Cette annonce du ministère de la Justice « représente une avancée importante en matière d'accès à la justice pour les citoyens du Grand Nord », relève l’organisme Pro Bono Québec, qui connaît fort bien les besoins de la région, y organisant chaque année des cliniques juridiques bénévoles qui offrent des consultations gratuites.

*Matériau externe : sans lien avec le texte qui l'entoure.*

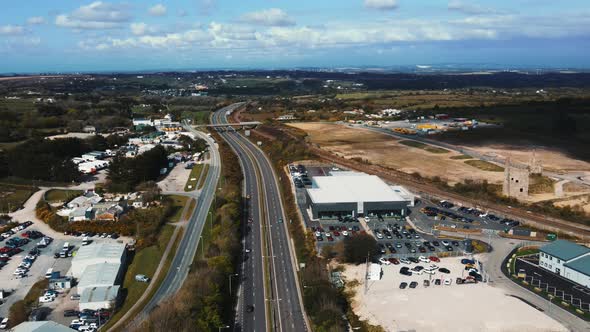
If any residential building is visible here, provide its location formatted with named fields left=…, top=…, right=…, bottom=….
left=539, top=240, right=590, bottom=287
left=306, top=171, right=414, bottom=219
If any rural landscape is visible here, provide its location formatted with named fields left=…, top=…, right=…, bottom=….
left=0, top=0, right=590, bottom=332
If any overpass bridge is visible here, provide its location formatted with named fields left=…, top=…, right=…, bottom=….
left=193, top=121, right=262, bottom=131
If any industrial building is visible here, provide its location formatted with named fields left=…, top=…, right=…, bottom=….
left=539, top=240, right=590, bottom=287
left=71, top=242, right=125, bottom=279
left=306, top=171, right=414, bottom=219
left=71, top=243, right=126, bottom=310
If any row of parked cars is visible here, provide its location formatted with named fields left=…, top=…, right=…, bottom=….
left=69, top=309, right=111, bottom=332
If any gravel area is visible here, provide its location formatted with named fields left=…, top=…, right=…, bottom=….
left=344, top=257, right=567, bottom=331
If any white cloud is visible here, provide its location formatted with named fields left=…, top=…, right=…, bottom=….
left=448, top=0, right=497, bottom=15
left=131, top=22, right=148, bottom=36
left=241, top=8, right=295, bottom=26
left=27, top=16, right=45, bottom=25
left=55, top=1, right=131, bottom=29
left=365, top=0, right=398, bottom=10
left=149, top=3, right=168, bottom=16
left=0, top=25, right=25, bottom=36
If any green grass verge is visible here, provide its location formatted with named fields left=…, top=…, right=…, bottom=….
left=451, top=154, right=473, bottom=160
left=45, top=189, right=83, bottom=203
left=184, top=164, right=203, bottom=191
left=399, top=140, right=450, bottom=153
left=199, top=164, right=209, bottom=189
left=464, top=160, right=504, bottom=172
left=0, top=184, right=37, bottom=213
left=103, top=225, right=178, bottom=331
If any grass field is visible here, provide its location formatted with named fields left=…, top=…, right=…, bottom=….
left=199, top=164, right=209, bottom=189
left=45, top=189, right=82, bottom=203
left=0, top=183, right=37, bottom=213
left=399, top=140, right=449, bottom=153
left=465, top=160, right=504, bottom=172
left=184, top=164, right=203, bottom=191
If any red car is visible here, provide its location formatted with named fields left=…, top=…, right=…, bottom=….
left=389, top=257, right=399, bottom=265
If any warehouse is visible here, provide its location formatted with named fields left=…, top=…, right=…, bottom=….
left=539, top=240, right=590, bottom=287
left=306, top=171, right=414, bottom=219
left=71, top=242, right=125, bottom=279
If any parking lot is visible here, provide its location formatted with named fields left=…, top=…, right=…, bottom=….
left=514, top=255, right=590, bottom=311
left=0, top=224, right=127, bottom=325
left=344, top=257, right=567, bottom=331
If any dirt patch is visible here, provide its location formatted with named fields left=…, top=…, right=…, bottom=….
left=290, top=123, right=503, bottom=184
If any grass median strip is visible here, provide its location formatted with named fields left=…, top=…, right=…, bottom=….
left=399, top=140, right=450, bottom=153
left=184, top=164, right=203, bottom=191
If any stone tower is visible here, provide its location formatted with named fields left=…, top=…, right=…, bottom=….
left=529, top=150, right=543, bottom=174
left=502, top=158, right=531, bottom=199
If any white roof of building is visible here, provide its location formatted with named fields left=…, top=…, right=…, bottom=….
left=80, top=286, right=119, bottom=303
left=78, top=263, right=121, bottom=288
left=72, top=242, right=125, bottom=265
left=10, top=321, right=72, bottom=332
left=307, top=172, right=408, bottom=204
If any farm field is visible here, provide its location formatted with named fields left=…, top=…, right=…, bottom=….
left=290, top=123, right=503, bottom=184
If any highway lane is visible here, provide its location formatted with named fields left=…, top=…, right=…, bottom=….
left=215, top=105, right=308, bottom=331
left=130, top=111, right=221, bottom=325
left=211, top=105, right=268, bottom=331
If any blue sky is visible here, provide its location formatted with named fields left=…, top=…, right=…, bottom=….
left=0, top=0, right=590, bottom=73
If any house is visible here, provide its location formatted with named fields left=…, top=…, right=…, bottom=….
left=49, top=276, right=73, bottom=290
left=539, top=240, right=590, bottom=287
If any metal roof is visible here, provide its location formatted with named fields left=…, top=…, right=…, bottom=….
left=72, top=242, right=125, bottom=264
left=10, top=321, right=72, bottom=332
left=80, top=286, right=120, bottom=303
left=564, top=255, right=590, bottom=276
left=540, top=240, right=590, bottom=261
left=307, top=172, right=407, bottom=204
left=78, top=263, right=121, bottom=288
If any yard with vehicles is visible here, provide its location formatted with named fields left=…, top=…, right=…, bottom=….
left=344, top=257, right=567, bottom=331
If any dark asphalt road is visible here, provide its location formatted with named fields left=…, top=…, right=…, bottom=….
left=214, top=104, right=308, bottom=332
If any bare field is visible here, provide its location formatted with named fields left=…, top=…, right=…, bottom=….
left=344, top=257, right=567, bottom=331
left=290, top=123, right=503, bottom=183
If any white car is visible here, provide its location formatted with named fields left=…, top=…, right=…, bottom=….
left=39, top=296, right=55, bottom=303
left=399, top=258, right=412, bottom=265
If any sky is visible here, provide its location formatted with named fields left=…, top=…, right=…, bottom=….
left=0, top=0, right=590, bottom=73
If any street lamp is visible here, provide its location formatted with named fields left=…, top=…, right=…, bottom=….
left=227, top=273, right=239, bottom=295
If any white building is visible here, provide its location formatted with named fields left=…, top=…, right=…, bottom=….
left=367, top=263, right=382, bottom=281
left=539, top=240, right=590, bottom=287
left=71, top=243, right=125, bottom=279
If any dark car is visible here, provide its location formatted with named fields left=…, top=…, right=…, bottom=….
left=64, top=310, right=80, bottom=317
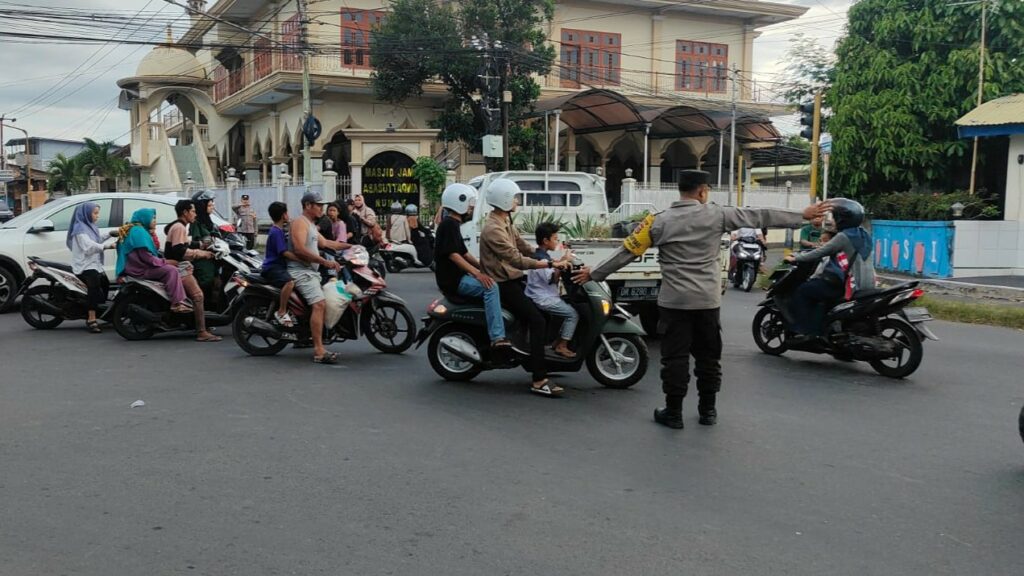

Grâce aux services d’un greffe en matière civile et familiale, les citoyens pourront désormais faire valoir leurs droits chez eux plutôt qu'à un tribunal à plus de 1 400 kilomètres. « Lors de visites à Kuujjuaq, l'une en mars 2017 et l'autre en janvier 2018, en compagnie de quatre avocates et une notaire, nous avons pris la mesure du déséquilibre qui existe dans la connaissance et l'application des droits les plus fondamentaux », explique la directrice générale de Pro Bono Québec, Me Nancy Leggett-Bachand.

Elle donne en exemple le cas d’une femme, mariée pendant plus de 10 ans, mère de cinq enfants et séparée de son conjoint. Le droit à une pension alimentaire ou à la garde des enfants devient problématique en raison des difficultés d’accès aux ressources judiciaires. Idem lors d’une succession. « Essayez de concevoir que vous ne puissiez jouir des biens qui vous sont légués du fait que le testament prévoyant ce legs ne peut être homologué, à vos frais, que par un tribunal situé à plus de 1 400 kilomètres », explique Me Leggett-Bachand.